Iceland, consumerism, sleep deprivation
- gear iceland
It’s high time I report about my trip to Iceland. I’m still here, but I increasingly find myself creating blog posts in my mind so I might as well write them down.
I arrived at Keflavik airport at dawn, around 1 am. The sunrise was beautifully reddish, pink and orange, with the bay of Reykjavik and mountains and volcanos in the background. Dawn seemed to last forever, but after a few hours unchanged beauty I realized that this is what night is like in Iceland in summer. D’oh.
I can’t believe that I still haven’t checked out the phallological museum Kat pointed me to. However, people who know me (or have travelled with me) will probably very well believe that I haven’t set my foot into a museum yet.
Instead, I visited all the outdoor clothing stores I could find on the main shopping street, which were about five. The last one looked most promising for me to ask (with a red head from embarrassment) for a marine flare, that Daniel asked me to get in case volcano Katla erupts while we’re walking in the area next week and we need to signal our position to the helicopters that come looking for us.
The staff didn’t laugh at me but seemed to take me seriously, even said it was a good idea, and pointed me to the one store in Reykjavik where I could actually buy such a thing. (Apparently, you’re not allowed to bring marine flares on a plane. Maybe I can borrow one and return it to the shop in case we don’t need it.)
Aside from browsing through outdoor clothing stores I’m rather sick of yet another city. After having spent a whole week in Göteborg I didn’t enjoy Reykjavik too much for two reasons. One is that in cities I tend to mindlessly spend money.

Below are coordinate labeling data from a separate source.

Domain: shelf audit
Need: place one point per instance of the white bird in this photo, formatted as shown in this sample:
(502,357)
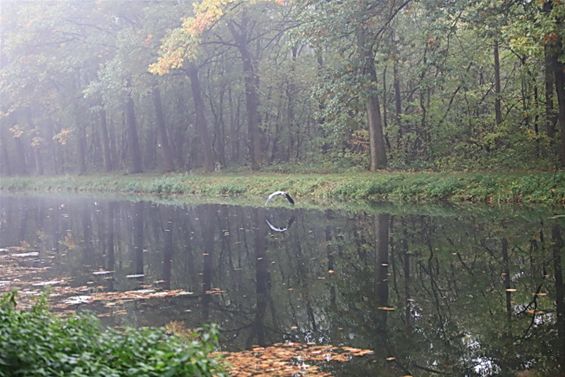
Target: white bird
(281,193)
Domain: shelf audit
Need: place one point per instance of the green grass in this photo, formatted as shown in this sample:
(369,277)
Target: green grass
(430,187)
(37,343)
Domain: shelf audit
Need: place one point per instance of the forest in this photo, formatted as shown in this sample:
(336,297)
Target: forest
(177,85)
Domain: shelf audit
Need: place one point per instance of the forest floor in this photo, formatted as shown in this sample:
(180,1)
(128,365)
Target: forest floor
(360,187)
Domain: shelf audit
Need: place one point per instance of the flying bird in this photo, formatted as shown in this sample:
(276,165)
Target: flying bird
(280,193)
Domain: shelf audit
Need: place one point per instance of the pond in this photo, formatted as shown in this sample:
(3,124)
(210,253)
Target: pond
(458,293)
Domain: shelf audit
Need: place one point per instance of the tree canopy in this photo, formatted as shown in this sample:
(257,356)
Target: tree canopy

I often find myself in a shop browsing through clothes that I suddenly think I really need. Even though I don’t. And it often takes me to actually try clothes on until I realize how miserable clothes shopping makes me. Especially in big department stores. In Stockholm I thought that I couldn’t live (and travel) without mid-length sports pants. In Glasgow, I spent hours to find a lint shaver to make my fleece look a bit nicer! In Göteborg I desperately wanted shorts to wear with all my new pretty tights. (I ended up buying a pair for 3€ in a second hand shop which isn’t too bad.) The shopping experience makes me miserable (and feeling guilty if I end up buying stuff from a big international corporation), and I waste money for more stuff that I’ll have to carry - the garment must be REALLY pretty and functional in order to make the purchase worth all that. I already made a longish list of things I’ll leave at home when I stop by there in September before I’ll head to Australia.
Also, walking through a city, whenever I think my feet are tired (every other hour or so), even though they are not really, I look for a coffee shop. There are days when I pay for coffee three times, even though I could make myself a cup for so much cheaper at the hostel. Thinking about it, this is probably part of the reason why I sleep so poorly in Iceland…
And this ties in smoothly with the second reason why I want to flee the city which is what I am actually doing right now, sitting on a bus to the Snæfellsnes peninsula. I don’t sleep well in my hostel. It’s a great hostel for young people I think. Very hip, a live music venue, a former cookie factory, stylish loft-like interior. But it is so loud. All the dorm windows open to the outdoor patio where people get drunk all night. Doors open and close very noisily. One of my dorm mates snores badly. And there’s never an hour during the whole day where it is actually quiet. I have slept fine in other hostel dorms with up to 14 beds. And even at Herräng dance camp with 40 other people in a room no earplugs were necessary.
But the noise all day long in Reykjavik and ALL THOSE PEOPLE (other tourists) have been making me more and more sensitive, so that I eventually booked a private room in the little village Stykkishólmur from where I can explore the Snæfellsnes peninsula and maybe even climb the Snæfellsjökull glacier. And here’s a fun fact since I take the educational mandate of my blog as seriously as all the fun and entertainment: “jökull” means glacier so “Snæfellsjökull glacier” is technically saying the same thing twice.
My host in Stykkishólmur on Snæfellsnes will be Heimur who owns an old farm house with great views and rents out the rooms on the second floor. He offered to pick me up from the bus stop. Also, on his Airbnb (a website where you can rent rooms) profile he states that his guests will be able to join him on the first floor and socialize as much as they like. He’s a musician and might give you a private concert. In his garden live elves/pixies/fairies - forgot which one, also don’t really know the difference, but I’m sure he’ll explain. So I might finally meet a real local today, the first one so far, not counting the bus drivers.